Can I do wet cupping if I am pregnant or after birth or miscarriage?

Wet cupping is not recommended during pregnancy, neither after birth till one has gained strength and stopped post-partum bleeding. With regards to after miscarriage, please see your doctor. The body takes quite a while to heal after this sort of thing.

What happens if something goes wrong while I am receiving cupping treatment? Will the cupping practitioner be held responsible?

We have a form that indemnifies us after we have explained everything you need to know and after evaluating the information you disclose regarding your medical history, physician’s details, etc. You then undertake the cupping at your own risk or choice should I say.

Can I bleed to death if I do wet cupping?

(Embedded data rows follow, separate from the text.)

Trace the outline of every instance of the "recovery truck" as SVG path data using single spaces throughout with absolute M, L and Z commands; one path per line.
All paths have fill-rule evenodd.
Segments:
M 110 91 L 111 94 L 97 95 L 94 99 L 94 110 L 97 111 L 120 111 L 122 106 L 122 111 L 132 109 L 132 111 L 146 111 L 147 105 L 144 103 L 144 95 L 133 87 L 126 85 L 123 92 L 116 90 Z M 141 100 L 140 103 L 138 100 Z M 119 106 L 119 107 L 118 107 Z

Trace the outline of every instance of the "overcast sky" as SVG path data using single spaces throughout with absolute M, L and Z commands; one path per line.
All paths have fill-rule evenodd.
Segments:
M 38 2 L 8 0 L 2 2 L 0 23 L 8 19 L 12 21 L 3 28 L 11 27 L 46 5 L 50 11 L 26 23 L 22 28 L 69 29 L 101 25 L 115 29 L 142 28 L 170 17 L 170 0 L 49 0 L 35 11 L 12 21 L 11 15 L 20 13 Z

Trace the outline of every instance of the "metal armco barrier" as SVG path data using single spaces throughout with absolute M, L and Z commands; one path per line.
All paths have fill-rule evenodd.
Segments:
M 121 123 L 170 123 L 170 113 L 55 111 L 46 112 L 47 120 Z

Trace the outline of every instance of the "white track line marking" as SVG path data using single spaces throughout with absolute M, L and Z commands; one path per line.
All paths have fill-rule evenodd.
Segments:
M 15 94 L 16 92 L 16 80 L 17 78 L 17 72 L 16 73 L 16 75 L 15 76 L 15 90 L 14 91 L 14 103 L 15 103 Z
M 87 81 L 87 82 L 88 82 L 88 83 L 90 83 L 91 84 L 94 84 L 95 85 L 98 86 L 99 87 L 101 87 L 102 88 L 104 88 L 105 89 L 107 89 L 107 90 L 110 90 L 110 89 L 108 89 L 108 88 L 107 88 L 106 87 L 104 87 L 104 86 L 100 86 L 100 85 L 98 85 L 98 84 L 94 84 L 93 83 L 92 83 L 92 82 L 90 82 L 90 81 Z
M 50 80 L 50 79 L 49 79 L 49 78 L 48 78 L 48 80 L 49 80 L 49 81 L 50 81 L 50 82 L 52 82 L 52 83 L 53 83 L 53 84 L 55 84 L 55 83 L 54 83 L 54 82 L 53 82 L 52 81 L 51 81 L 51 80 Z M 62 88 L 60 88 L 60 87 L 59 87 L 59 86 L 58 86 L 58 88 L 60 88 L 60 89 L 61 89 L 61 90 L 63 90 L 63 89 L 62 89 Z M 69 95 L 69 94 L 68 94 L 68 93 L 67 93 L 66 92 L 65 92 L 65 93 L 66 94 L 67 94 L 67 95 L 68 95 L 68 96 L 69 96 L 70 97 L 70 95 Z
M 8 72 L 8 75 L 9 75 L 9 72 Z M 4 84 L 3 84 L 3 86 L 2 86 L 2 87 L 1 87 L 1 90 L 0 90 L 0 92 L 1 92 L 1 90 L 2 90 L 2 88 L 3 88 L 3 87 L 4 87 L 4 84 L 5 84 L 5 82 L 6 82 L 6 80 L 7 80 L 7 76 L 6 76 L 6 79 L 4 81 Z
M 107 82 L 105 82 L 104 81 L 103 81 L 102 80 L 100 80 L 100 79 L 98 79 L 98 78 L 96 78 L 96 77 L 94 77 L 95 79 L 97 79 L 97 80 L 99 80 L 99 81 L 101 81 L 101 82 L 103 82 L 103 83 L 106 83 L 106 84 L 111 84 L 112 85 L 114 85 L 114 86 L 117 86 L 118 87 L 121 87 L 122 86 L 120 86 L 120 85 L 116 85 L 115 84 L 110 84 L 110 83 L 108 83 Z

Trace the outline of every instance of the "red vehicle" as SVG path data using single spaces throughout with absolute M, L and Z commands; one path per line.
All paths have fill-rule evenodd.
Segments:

No. We don’t slash you and leave you for dead as a stab-wound victim. Far from it, the bleeding comes from a few tiny pin-prick-like incisions which is localised, meaning you only bleed from where the cup has been suctioned. This is not like getting a cut on your a part of your body where the bleeding is from the mainstream. Also, the amount of blood varies from person to person. I find that heavy smokers who are not on blood thinning medication barely bleed as do extremely frightened people. Others bleed more than a few teaspoons but it is never litres!

What do you do with the blood?

We don’t keep it for ‘The Cullens’ nor do we just leave it on the rubbish pile. It is buried when possible or flushed.